The N-E-W Tech™ system uses biochar, a charcoal-like activated carbon, to expand the capabilities of the environmental chemist’s past discoveries. It promises to remove organic and mineral contaminants in wastewater with high efficiency and generate energy while using the minerals it strips from water to produce fertilizer.

Möller’s discovery of a novel water treatment process more than a decade ago generated six patents that underpin efficient and cost-effective systems to remove phosphorus and other contaminants from wastewater.

Hayden, Idaho-based Blue Water Technologies licensed Moller’s patents from the Idaho Research Foundation and has developed water treatment systems in use or being installed in the U.S., in South Korea and England.

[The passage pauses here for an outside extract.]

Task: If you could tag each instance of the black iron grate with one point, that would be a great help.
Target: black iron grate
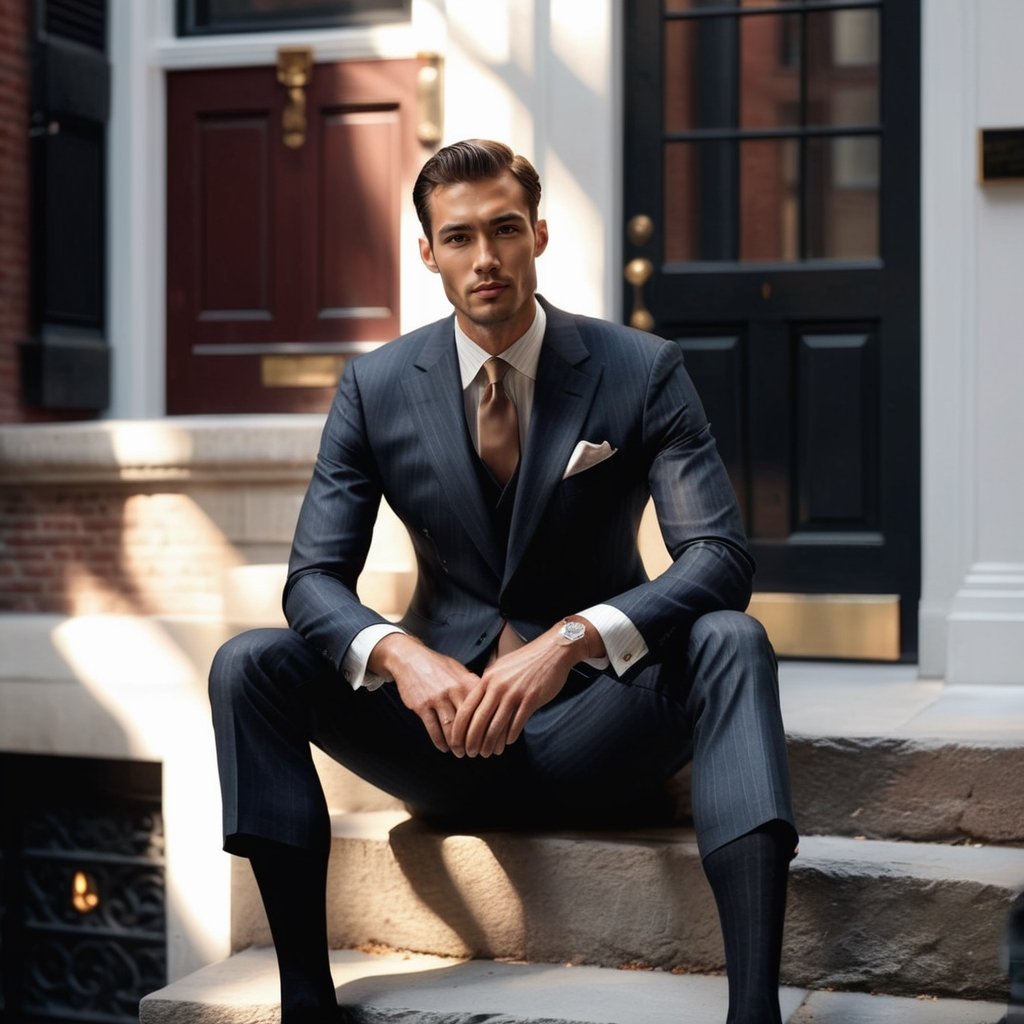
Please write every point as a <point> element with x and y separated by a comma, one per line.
<point>82,887</point>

“With N-E-W Tech™ we questioned the status quo and found that small ideas can translate to big solutions with creativity and hard work,” Möller said. “The grand challenges of humankind can often be met by solutions found in nature. We listened to nature and birthed a discovery.”

The IGEM project will rely on UI soil science professor Daniel Strawn, who co-invented a process using biochar to capture phosphorus and other contaminants stripped from wastewater. That process is patent-pending.

Blue Water Technologies will serve as the UI scientists’ industry partner in developing the equipment to apply the discovery to practical wastewater treatment systems.